Professor | School of Social Science at the University of Queensland, Chief Investigator | ARC Centre of Excellence for Children and Families over the Life Course (LCC)

Lorraine Mazerolle is an Australian Research Council Laureate Fellow (2010–2015), a Professor in the School of Social Science at the University of Queensland, and a Chief Investigator with the ARC Centre of Excellence for Children and Families over the Life Course (LCC). Her research interests are in experimental criminology, policing, drug law enforcement, regulatory crime control, and crime prevention.
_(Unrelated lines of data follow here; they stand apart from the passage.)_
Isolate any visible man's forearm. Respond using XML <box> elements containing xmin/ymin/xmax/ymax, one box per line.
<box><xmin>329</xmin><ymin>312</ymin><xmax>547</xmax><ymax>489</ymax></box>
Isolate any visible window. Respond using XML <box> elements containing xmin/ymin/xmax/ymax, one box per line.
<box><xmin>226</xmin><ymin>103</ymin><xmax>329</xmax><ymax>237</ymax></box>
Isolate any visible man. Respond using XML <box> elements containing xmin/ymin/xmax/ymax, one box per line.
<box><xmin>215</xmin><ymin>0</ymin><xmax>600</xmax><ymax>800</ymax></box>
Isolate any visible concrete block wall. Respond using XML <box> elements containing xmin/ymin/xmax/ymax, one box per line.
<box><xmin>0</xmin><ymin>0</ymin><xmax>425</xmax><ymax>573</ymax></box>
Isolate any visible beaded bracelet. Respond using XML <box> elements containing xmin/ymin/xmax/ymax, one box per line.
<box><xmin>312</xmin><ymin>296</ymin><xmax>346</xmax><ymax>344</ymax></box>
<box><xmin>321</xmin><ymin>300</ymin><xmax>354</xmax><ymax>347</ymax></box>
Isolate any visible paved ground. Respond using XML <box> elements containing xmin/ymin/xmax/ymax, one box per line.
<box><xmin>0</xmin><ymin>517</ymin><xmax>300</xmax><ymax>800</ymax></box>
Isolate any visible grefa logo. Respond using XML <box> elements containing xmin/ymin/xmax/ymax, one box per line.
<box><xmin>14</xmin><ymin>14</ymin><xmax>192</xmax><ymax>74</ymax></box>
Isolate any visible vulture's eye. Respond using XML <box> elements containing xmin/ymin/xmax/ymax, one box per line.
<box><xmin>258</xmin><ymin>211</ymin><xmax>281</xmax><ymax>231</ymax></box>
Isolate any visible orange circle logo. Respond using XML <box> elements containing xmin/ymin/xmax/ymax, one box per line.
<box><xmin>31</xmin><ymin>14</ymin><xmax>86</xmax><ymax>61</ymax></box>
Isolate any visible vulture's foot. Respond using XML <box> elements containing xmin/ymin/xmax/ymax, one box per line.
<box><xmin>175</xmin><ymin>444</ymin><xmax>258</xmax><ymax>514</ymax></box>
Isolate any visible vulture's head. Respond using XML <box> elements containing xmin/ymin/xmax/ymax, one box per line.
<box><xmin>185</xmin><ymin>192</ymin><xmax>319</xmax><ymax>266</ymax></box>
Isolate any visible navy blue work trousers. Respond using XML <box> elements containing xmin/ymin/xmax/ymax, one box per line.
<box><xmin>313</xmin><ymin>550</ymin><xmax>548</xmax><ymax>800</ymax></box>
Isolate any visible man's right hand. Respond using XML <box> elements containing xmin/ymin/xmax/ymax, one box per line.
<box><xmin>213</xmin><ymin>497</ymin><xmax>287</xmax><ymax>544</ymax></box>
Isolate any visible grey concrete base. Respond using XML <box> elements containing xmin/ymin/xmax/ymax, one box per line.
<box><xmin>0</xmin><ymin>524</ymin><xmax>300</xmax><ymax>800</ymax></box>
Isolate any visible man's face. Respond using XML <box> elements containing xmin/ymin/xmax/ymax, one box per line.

She is the Editor-in-Chief of the Journal of Experimental Criminology, past Chair of the American Society of Criminology’s (ASC) Division of Experimental Criminology (2014–2015), an elected Fellow and past president of the Academy of Experimental Criminology (AEC), and elected fellow of the Academy of the Social Sciences, Australia. Professor Mazerolle is the winner of the 2013 AEC Joan McCord Award, and the 2010 ASC Division of International Criminology Freda Adler Distinguished Scholar Award. She has won numerous US and Australian national competitive research grants on topics such as third party policing, police engagement with high risk people and disadvantaged communities, community regulation, problem-oriented policing, police technologies, civil remedies, street-level drug enforcement and policing public housing sites.

Research Interests

Experimental Criminology
Policing, especially Third Party Policing, Problem-Oriented Policing
Crime Control/Crime Prevention
Crime Analysis/Environmental Criminology
Community Regulation/Community Capacity Building
Ecology of Crime and Urban Criminological Theories
Qualifications

Fellow of Australian Academy of Social Sciences
Bachelor of Arts, Flinders University
Bachelor of Arts (Honours), Flinders University
Master of Arts, Rutgers University
Doctor of Philosophy, Rutgers University

Panel Discussion: Every Contact Leaves a Trace – Procedural Justice in Action

This panel will explore the tenets and importance of procedural justice through the lens of practical applications of the theory. The contacts police have with the public can be short or long, they can be in-person or digital. One message remains the same – the use of appropriate communication strategies with that person or community is vital and procedural justice provides an evidence-based framework for this to occur. Every contact police have with the community leaves a trace and every contact is an opportunity to leave that person, that community, with a better impression of police and policing.